Le succès d’un tel virage passe donc par l’innovation dans les produits utilisés, mais aussi par la constance de la mise en marché. Expliquez vos choix et vos changements à votre clientèle afin qu’elle ne se sente pas déstabilisée.

Une perche tendue pour l’industrie touristique?

La clientèle québécoise est donc sensibilisée, mais un réel virage santé dans l’industrie touristique susciterait également des réactions positives auprès des touristes étrangers. Les problèmes de santé des Américains sont bien connus et les Européens se soucient depuis toujours de la qualité des mets qu’ils consomment.

Les industries hôtelière et de la restauration sont de plus en plus haut de gamme, offrent des produits santé, écologiques, achetés localement, biologiques et exotiques. Mais bien que les restaurants n’offrant pas de mets nutritifs tendent à diminuer, il reste du chemin à parcourir.
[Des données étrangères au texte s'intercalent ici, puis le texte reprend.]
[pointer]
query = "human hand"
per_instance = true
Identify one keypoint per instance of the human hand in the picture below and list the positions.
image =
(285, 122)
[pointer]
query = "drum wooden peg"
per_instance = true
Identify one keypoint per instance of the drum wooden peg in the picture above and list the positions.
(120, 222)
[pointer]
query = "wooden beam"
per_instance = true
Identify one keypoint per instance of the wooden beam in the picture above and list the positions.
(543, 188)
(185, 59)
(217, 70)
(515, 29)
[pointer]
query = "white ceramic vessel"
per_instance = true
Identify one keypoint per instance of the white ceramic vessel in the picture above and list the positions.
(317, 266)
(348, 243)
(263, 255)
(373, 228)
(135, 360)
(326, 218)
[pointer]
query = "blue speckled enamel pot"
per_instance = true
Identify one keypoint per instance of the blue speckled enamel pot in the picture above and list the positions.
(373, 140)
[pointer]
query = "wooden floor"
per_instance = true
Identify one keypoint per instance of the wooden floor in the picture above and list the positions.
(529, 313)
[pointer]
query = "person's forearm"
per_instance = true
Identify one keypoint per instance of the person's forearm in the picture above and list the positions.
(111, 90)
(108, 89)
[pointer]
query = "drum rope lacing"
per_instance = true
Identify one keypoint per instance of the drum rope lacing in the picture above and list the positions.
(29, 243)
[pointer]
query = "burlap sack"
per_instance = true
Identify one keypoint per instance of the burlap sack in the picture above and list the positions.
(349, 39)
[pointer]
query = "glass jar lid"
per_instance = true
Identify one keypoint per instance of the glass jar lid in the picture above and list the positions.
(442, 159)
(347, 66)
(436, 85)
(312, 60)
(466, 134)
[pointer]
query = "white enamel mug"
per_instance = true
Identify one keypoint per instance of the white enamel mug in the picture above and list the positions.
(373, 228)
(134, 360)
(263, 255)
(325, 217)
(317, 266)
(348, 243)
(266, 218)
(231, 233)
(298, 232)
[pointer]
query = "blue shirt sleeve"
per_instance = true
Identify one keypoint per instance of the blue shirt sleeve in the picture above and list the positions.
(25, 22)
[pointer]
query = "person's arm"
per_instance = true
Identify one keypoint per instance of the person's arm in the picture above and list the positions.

Qu’arriverait-il si l’ensemble de l’industrie touristique se mobilisait vers une alimentation plus saine et qu’elle en faisait un positionnement?

Sources:
– Blouin, Christine et Rose-Hélène Coulombe. «Menu santé, menu d’avenir», Hôtels, Restaurants & Institutions, volume 11, numéro 4, septembre 2007.
– Deraspe, C., DT.P., MBA, J.-P. Sylvain, DT.P. et S. Savoie, Ing. FCSI – Équipe de gestion des opérations des services alimentaires – Genivar. «Êtes-vous d’attaque pour négocier le virage santé», Hôtels, Restaurants & Institutions, volume 13, numéro 4, 2009.
– Ministère de l’Agriculture, des Pêcheries et de l’Alimentation du Québec. «Étude de la dynamique et des tendances des marchés au sein du secteur agroalimentaire québécois», Mapaq.gouv.qc.ca, 2009.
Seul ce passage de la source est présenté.